Perhaps, I am one of the lucky ones. I over analyze even if and while under the influence. I had a couple martinis too many at a party and I got my dance on with such dexterity, that I was working the chairs to Alicia Keys…If I ain’t you
. I got such rave reviews from my pole dancing, I was asked by a partier, to dance for her father’s 70th birthday. I knew then that my professional calling was in question.
With marijuana, I experienced euphoric pleasure. My appetite for ravenous and insatiable pleasure became toxic. To be in the zone, I had to feed the high.
Should Marijuana be legalized? This is the trending topic on media. In a Huffington Post article, This is Why Marijuana should be legalized
, it states that over 58% of Americans are now in favor of legalized marijuana use. The article presents all of the strongest arguments why this is a drug that is not harmful. The words drug and not harmful are themselves in contradiction.
I am in no position to defend or provide legal, social or moral judgment. I have not been a cancer patient and need the soothing relief to quell my pains. I have not been a schizophrenic that need to still the voices. I have not been the case or circumstance, that require some of the medicinal properties marijuana is said to possess.
From my non expert position, the effect that marijuana has on me is not the same as a cigarette or an aspirin.
Maybe the political side of legalizing marijuana is to encourage more levies of taxes. Instead of the drug being sold on the streets, it is a legal product with revenue generating streams for the patrolling bodies. Just like pharmaceutical companies have become the cornerstone for the chemicals that are traded around the world with billions of dollars in profit, maybe the marijuana industry has the potential of creating a global pharmaceutical market for the 1%.
It is ironic that with the new laws in Colorado the demand has spiked the price for cannabis.
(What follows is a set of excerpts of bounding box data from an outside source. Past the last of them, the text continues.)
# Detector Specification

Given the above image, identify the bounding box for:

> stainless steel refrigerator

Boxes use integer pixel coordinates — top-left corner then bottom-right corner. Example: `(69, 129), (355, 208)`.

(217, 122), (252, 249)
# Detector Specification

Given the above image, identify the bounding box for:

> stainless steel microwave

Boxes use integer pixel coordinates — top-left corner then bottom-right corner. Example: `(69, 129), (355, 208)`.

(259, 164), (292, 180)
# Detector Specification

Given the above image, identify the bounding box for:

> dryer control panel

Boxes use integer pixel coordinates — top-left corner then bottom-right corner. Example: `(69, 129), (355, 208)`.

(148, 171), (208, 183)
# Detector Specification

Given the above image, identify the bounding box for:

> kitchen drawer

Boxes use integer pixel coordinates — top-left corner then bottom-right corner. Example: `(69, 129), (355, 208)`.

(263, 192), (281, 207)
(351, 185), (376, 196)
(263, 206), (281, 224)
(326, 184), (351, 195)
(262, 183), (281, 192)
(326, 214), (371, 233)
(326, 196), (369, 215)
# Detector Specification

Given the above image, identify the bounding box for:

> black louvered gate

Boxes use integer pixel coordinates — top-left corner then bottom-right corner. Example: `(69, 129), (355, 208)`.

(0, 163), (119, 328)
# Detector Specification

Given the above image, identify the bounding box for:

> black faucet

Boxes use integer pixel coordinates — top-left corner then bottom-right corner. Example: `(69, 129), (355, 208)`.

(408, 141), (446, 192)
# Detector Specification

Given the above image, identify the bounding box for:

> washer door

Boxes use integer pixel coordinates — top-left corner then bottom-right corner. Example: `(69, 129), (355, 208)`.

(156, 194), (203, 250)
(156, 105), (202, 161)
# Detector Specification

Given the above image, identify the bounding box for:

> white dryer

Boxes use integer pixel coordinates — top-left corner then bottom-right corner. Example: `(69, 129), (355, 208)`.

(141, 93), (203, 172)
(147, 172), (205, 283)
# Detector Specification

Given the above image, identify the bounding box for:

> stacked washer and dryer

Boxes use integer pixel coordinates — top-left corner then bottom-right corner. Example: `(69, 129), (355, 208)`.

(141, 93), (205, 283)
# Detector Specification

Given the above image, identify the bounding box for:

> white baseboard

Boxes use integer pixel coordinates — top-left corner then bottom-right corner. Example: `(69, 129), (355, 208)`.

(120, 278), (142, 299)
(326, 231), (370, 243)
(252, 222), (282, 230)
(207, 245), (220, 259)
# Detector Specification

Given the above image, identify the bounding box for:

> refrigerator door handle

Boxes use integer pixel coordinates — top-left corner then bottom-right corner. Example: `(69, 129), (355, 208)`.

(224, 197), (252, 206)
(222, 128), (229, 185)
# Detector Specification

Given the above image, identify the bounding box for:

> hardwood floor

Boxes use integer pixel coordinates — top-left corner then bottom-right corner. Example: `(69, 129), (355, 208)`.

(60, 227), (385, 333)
The user populations that have flocked to the area to purchase legal weed are paying premium dollar for their sought after drug commodity. In the article High Demand: Price Of Legal Marijuana Soars In Colorado
Rachel Gillette, executive director of the Colorado chapter of NORML, a national nonprofit seeking to make marijuana use legal nationwide said she found retailers selling top-shelf marijuana to recreational users at prices close to $400 per ounce, not including taxes.
But again, my mind analyzes. With marijuana becoming a legal substance, I envision the normalcy of being high as another health psychosis of the next millennium.
“Would you pass me that Blunt, it’s my marijuana” and now I am legally about to get high.